Confession: I thought I was firm a believer that, “Sparing the Rod, Spoils the Child!” However, over the past few months my firm belief was challenged three times.
First, I started to see “spanking-is-abuse” articles all over the news. Next, Delaware essentially criminalized corporal punishment. And finally, my four-year-old daughter told me she didn’t want to play with me following a spanking episode.
More than anything else, that last one really hurt and my conviction began to unravel.
It started with a few additional warnings and then an increasing “timeout bias.” Without realizing it, I had lost my conviction and began jumping hurdles to avoid spanking. The effect was profound, but wholly unnoticed until one morning.
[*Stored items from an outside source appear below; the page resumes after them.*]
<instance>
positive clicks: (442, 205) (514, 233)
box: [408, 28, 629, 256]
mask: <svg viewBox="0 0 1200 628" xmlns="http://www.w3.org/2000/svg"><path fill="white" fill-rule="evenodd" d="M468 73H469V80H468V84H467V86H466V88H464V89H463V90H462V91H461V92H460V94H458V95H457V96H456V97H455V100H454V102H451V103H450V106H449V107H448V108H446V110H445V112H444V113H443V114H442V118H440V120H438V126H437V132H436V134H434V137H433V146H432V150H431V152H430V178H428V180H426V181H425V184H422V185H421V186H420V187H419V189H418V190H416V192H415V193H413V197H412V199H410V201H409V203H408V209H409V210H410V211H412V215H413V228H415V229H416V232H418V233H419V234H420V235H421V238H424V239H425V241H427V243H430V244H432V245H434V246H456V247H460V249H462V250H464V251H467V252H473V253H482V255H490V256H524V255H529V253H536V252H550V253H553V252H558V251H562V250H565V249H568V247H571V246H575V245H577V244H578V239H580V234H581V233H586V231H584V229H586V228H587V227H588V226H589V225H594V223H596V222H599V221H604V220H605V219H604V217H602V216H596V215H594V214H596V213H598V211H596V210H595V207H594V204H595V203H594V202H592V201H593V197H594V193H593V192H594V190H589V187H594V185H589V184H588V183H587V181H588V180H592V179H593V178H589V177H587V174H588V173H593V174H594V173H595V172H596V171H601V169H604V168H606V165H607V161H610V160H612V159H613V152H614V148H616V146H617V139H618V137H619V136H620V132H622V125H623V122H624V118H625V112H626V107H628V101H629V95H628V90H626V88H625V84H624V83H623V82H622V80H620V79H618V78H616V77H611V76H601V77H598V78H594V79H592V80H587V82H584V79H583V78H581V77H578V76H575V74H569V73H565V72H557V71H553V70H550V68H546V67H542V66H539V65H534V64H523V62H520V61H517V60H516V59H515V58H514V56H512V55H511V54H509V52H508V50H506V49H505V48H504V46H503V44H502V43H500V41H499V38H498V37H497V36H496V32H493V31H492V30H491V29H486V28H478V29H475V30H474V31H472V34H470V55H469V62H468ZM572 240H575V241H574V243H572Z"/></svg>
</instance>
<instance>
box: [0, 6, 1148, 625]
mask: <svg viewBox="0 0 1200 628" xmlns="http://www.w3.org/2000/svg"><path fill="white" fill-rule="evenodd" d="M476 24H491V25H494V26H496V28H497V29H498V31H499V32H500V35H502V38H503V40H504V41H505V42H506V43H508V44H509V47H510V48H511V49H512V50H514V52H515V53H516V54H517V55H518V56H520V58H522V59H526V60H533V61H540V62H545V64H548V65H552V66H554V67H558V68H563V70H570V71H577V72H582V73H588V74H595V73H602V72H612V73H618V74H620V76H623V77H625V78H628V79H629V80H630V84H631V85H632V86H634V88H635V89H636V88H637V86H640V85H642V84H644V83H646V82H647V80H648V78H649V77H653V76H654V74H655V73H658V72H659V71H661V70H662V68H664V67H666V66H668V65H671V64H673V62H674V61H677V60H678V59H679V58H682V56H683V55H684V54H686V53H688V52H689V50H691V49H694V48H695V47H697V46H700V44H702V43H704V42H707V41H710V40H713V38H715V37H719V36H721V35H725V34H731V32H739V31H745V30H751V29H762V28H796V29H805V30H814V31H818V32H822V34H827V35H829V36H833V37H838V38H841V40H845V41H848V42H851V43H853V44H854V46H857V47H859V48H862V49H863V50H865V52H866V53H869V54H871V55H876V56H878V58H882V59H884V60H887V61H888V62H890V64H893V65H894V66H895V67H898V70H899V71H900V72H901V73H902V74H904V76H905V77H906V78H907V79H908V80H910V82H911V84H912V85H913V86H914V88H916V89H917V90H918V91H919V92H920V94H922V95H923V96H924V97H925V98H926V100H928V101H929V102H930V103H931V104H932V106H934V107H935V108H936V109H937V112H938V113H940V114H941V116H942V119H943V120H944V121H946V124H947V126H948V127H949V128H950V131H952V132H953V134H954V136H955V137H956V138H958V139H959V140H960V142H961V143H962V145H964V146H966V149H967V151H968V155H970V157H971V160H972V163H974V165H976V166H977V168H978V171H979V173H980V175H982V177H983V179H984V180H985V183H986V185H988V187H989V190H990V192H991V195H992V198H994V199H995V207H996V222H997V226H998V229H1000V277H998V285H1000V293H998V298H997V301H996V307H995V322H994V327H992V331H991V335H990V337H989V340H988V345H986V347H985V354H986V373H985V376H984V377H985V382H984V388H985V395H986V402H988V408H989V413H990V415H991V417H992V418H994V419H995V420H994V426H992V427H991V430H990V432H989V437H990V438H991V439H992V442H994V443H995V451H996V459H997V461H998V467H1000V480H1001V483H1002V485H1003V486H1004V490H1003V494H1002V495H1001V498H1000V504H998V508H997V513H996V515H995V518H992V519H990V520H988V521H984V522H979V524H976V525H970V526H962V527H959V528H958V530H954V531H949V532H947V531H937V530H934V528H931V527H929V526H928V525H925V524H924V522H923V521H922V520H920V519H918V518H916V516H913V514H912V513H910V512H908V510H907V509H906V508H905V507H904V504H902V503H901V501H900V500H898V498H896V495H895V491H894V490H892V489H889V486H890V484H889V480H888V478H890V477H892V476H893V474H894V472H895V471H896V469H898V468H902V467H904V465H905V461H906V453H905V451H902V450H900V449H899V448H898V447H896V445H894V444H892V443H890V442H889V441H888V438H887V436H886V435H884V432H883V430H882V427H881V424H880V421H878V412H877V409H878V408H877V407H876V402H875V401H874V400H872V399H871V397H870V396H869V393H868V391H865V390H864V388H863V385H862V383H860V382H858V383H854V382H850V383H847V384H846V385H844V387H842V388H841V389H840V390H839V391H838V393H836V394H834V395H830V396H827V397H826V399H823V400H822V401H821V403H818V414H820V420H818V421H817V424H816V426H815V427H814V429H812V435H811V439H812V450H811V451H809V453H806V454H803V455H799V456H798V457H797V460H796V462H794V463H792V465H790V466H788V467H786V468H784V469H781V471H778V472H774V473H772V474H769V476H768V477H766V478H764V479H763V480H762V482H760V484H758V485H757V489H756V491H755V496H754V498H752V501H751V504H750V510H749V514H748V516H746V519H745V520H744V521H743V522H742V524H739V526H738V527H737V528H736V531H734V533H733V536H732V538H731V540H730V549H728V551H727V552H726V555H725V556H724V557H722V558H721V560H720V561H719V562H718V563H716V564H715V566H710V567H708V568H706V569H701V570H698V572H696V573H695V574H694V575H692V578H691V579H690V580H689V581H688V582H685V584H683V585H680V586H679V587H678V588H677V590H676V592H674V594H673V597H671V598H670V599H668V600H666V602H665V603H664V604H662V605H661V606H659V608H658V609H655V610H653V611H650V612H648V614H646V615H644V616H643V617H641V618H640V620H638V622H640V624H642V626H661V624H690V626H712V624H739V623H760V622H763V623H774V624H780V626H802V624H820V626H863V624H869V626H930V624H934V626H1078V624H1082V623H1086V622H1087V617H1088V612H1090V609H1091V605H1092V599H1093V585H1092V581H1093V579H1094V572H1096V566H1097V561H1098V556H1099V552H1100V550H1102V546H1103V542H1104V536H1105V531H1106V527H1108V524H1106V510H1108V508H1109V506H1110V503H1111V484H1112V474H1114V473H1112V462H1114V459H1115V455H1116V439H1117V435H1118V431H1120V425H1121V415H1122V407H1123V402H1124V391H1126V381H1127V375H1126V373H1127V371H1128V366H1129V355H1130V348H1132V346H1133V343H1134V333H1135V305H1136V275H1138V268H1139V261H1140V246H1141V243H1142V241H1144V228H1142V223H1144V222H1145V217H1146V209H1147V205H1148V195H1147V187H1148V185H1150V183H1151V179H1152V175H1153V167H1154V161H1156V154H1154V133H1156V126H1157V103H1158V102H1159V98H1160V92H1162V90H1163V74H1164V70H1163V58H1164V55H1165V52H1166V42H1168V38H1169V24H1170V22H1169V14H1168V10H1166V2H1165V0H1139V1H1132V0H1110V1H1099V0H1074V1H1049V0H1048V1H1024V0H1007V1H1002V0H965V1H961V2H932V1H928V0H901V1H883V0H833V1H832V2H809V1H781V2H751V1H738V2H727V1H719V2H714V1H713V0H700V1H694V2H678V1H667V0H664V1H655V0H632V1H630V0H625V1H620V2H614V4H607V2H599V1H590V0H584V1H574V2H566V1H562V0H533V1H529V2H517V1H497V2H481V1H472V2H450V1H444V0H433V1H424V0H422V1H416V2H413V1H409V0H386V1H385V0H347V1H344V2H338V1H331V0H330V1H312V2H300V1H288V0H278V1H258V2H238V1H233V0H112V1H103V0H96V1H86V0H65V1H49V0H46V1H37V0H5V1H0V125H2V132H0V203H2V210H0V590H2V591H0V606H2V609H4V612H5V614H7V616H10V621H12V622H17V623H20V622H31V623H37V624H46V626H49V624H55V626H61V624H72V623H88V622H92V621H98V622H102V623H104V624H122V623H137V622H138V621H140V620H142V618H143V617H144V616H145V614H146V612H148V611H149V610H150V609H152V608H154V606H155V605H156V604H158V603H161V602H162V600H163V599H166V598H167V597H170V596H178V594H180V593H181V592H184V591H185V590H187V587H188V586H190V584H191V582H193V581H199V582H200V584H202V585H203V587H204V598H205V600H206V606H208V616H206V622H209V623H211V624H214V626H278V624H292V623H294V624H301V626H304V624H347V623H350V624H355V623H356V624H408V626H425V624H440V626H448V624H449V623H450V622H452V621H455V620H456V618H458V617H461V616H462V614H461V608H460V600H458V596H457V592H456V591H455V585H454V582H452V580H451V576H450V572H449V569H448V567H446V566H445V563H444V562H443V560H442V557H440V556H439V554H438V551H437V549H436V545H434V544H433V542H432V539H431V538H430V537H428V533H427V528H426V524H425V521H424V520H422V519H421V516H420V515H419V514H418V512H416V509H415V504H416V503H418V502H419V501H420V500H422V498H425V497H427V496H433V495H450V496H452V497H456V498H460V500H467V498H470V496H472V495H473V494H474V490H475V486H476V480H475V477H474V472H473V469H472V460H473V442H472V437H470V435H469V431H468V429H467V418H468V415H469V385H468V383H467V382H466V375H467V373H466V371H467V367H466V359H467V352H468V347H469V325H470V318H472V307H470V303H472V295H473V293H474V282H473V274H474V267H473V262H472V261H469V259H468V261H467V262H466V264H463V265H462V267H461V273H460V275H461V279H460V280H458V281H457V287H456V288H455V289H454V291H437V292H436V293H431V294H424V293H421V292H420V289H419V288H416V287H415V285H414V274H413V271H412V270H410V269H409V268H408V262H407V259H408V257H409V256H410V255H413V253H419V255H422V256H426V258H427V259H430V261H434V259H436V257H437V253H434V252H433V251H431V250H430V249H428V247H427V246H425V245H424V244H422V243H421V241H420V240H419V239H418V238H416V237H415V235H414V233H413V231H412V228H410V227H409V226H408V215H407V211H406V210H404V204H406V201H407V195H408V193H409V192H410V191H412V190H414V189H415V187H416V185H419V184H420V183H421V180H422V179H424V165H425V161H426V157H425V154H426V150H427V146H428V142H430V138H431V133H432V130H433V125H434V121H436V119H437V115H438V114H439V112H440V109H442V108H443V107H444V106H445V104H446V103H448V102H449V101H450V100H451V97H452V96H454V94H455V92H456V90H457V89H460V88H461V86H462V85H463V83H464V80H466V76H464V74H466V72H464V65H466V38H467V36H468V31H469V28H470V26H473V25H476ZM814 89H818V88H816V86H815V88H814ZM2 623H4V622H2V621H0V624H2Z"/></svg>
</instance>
Observation: “Audrey, would you please clear and wipe down the table.” It was a simple request that months ago would have been meet with an cheerful, “Yes Mom.” I waited and waited. Audrey, who was playing chess on the computer, didn’t even look up, much less respond.
“Audrey, did you hear me,” I continued.” She nodded yes, but continued to play here game. “Audrey, get up right now and clean this table!” I barked. Finally she looked up, but only long enough to inform me that she was currently busy. And that is how the argument began.
Five minutes later it was getting really heated. My four-year-old was sassing and I was threatening “timeouts,” when all of the suddenly it abruptly ended! Literally mid-sentence! Audrey went from telling me how she was “just going to finish her…” and then just as cheerful as can be, “Yes Mom. I will clean the table right now!”
For a second a was doubt founded! What had so quickly changed her attitude?
Then I noticed Dad had entered the room. “Good morning Dad! I am helping Mom clean the table!” Audrey chirped, while smiling and scrubbing away. If I hadn’t just personally witnessed her attitude, I would have suspected that she was the sweetest, happiest, most-hard-working daughter in the whole world. The transformation was breathtaking.
Later my husband and I discussed what had happened. He swore that Audrey simply did not respect me as much because I hadn’t been spanking her consistently. In fact, he said she may even resent me because I wasn’t spanking her!
At first, I didn’t see his logic. Why would my daughter resent me because I didn’t spank her? But the truth was that Audrey behaved better for her father.
Parable of the Stove: A few days later Audrey and I were cooking dinner together. She was watching for the water on the stove to come to a boil, so that she could poor the rice. When it did, she leaned forward and eased the rice into the pot. She was totally focused, careful not to touch the hot burner and careful not to let the rice splash boiling water.
As I was monitoring our daughter, my husband leaned in and whispered, “How many times has Audrey been burned by the stove.”
“Just once,” I replied.
“Does she hate cooking because the stove burned her?” he continued.
“No, she loves to cook. She is just more careful now.”
“So, instead of resenting the stove for burning her, you might say she respects it? Of course, if the stove was cold most of the time she would hate it because it never cooked food like it was suppose to and, on the other hand, if the stove occasionally flared up and spit flames into the air and burned her, she would probably hate it and never want to cook again. But, as long as the stove is consistent, cooking as it should and burning her only when she is careless, she doesn’t resent it. In fact, if she was to get burned again she would probably blame herself for being careless and not the stove for doing what stoves do.”
I knew where he was going. I was like the crazy stove that is always cold until it suddenly flared up, shooting flames everywhere. No wonder Audrey didn’t behave for me anymore – she wasn’t sure when she needed to.
Conclusion: The spankings have resumed and Audrey and I are getting along much better. Now whenever I see an article from some child psychologist about how children resent parents that spank them, I remind myself, “Don’t worry – no one hates the stove!”
Christopher James says
Yep. No one hates the stove.
Christopher James recently posted…free bet football
Julie V. says
Nice analogy. Kids need consistency no matter what you choose for punishment.
I may not plan on spanking my future kids as routine punishment, but I don’t think spanking is abuse either.
Julie V. recently posted…Garlic Ranch Pizza with Bacon
Well, some kids will ‘hate the stove’. This is how fears develop, when you associate something that naturally scares you with a particular object, or a person for that matter. Many kids DO resent their parents for spanking them, even the ‘normal’ spankings. Also, hugs and kisses afterwards cause more anxiety. Kids get confused pretty damn quickly.
I don’t care about your Bible or whatever, I care about science. Science says that spanking will do more harm than good.
Hmm, I have never met anyone ever who hates a stove. ‘Science’ says no such thing. People with an agenda say such silly things. Maybe my kids are the exception but I have six and it seems to work well for all of them so I’m going to keep doing it. They aren’t confused or resentful anymore than I was when I was a kid. Just give me proof. Are our kids becoming less violent and more respectful as we move toward more ‘progressive’ parenting methods? I think I’ll stick with what works.